Mouth. Hangs. Agape.

Mr. Massimilian, whose grandfather once owned a firearms manufacturing company in Germany, holds an M.B.A. from Columbia. He worked for 20 years in the corporate world, with PricewaterhouseCoopers and Vornado Realty Trust, before establishing his shooting excursion business two years ago.

He said the fees for his excursions range from $150 to $600 a participant, depending on the firearms used and the level of personal instruction offered. His most expensive guns include the Springfield Armory M1-A Super Match long-range rifle; the Armalite AR50, a bolt-action, 50-caliber, long-range target rifle; the Benelli M4 Tactical Shotgun; and the Heckler & Koch Elite, a .45-caliber semi-automatic pistol.

Some customers, like Mr. Belluzzi, the trader, chose guns with special nostalgic or sentimental value, such as the M1 Garand, a G.I. infantry rifle used during World War II, which he had fired most of the afternoon.

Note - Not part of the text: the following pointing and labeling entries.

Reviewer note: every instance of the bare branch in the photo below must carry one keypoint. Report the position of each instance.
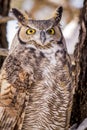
(5, 19)
(3, 52)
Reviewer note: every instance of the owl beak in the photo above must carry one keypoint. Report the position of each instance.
(42, 37)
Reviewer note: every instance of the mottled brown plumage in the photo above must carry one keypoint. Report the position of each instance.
(36, 83)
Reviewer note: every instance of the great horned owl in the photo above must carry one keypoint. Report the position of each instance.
(36, 86)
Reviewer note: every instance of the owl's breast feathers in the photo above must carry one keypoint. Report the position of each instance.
(37, 88)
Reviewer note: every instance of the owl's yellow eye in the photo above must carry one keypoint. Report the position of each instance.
(51, 31)
(30, 31)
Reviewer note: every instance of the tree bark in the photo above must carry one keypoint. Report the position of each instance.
(79, 110)
(4, 9)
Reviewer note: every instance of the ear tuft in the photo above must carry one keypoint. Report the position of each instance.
(18, 15)
(58, 14)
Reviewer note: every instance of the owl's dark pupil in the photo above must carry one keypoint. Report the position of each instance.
(31, 31)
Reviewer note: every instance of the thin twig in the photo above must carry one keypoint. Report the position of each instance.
(3, 52)
(5, 19)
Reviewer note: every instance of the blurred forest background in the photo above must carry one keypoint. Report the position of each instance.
(74, 27)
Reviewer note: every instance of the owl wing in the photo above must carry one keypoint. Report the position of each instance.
(12, 102)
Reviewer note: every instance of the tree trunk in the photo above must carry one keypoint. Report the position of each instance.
(4, 9)
(79, 111)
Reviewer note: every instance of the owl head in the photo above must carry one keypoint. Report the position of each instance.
(41, 33)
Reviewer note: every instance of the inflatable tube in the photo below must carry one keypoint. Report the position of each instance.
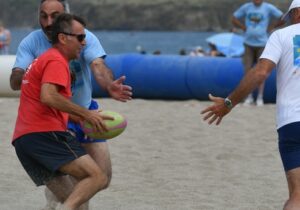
(180, 77)
(165, 76)
(6, 64)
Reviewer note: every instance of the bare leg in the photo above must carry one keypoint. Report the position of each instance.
(62, 186)
(260, 101)
(90, 178)
(293, 179)
(100, 153)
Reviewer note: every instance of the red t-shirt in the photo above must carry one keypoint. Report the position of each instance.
(33, 115)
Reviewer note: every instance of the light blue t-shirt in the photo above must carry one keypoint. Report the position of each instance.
(257, 20)
(37, 43)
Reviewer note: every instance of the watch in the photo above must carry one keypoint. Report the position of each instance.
(228, 103)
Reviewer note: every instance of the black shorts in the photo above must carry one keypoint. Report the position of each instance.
(43, 153)
(289, 145)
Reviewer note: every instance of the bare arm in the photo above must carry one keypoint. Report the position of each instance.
(51, 97)
(252, 80)
(104, 77)
(237, 23)
(16, 78)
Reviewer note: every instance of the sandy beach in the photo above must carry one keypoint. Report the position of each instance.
(169, 159)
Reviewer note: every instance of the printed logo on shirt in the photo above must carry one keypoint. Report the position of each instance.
(296, 42)
(255, 17)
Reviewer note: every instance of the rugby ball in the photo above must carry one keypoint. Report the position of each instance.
(115, 127)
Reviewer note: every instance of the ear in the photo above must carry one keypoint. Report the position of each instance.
(62, 38)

“Both of my grandfathers served in the war and used the exact same weapon,” he said. “I thought it would be cool to see what it felt like.”

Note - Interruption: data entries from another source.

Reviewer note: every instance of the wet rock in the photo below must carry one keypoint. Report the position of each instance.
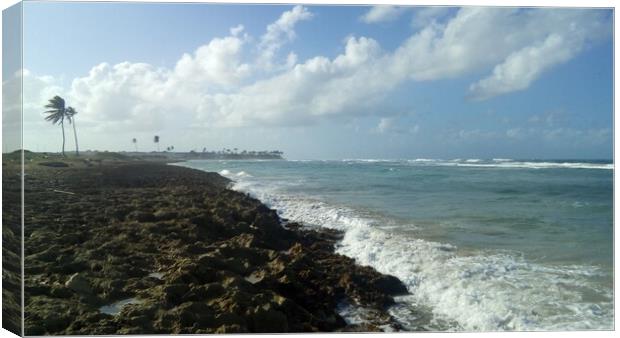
(142, 216)
(79, 284)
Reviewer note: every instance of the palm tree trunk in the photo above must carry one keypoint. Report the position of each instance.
(62, 125)
(77, 150)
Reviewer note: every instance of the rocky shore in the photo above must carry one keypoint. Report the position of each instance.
(138, 247)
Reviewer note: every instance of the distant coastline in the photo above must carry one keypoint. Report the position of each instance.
(159, 155)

Mr. Massimilian blames Hollywood for the negative images attached to shooting.

“Hollywood marginalizes us by showing three types of shooters: criminals, policemen and soldiers,” he said. “They never show the doctor, the banker or the father-and-son teams who just want to go out for a friendly shoot.”

A point I’ve made a time or two myself.

Or the aggressive lawyer, like Mr. Kim, who is targeting a return date.

“We’re going back to shoot again,” he said. “And we’ll probably make it an annual event.”

Now, given the stated NYT position on guns and gun control, I’m tempted to wonder at an article like this, or this earlier piece on the relaxation of gun laws in the wake of high-profile shootings. Perhaps I’m just being paranoid, but in conjunction with the fact that the moonbats of the Democratic Underground now have a complete forum in which to debate firearms topics, and my last dystopic post, I’m forced to wonder if there’s not some subtle, conscious or subconscious effort ongoing to ensure that the Left arms up in time for the coming conflict.

“Before today, I thought something like this was unequivocally harmful,” he said. “But now I’ve learned otherwise.”

I hate to say it, but it appears to me the only thing that makes any sense.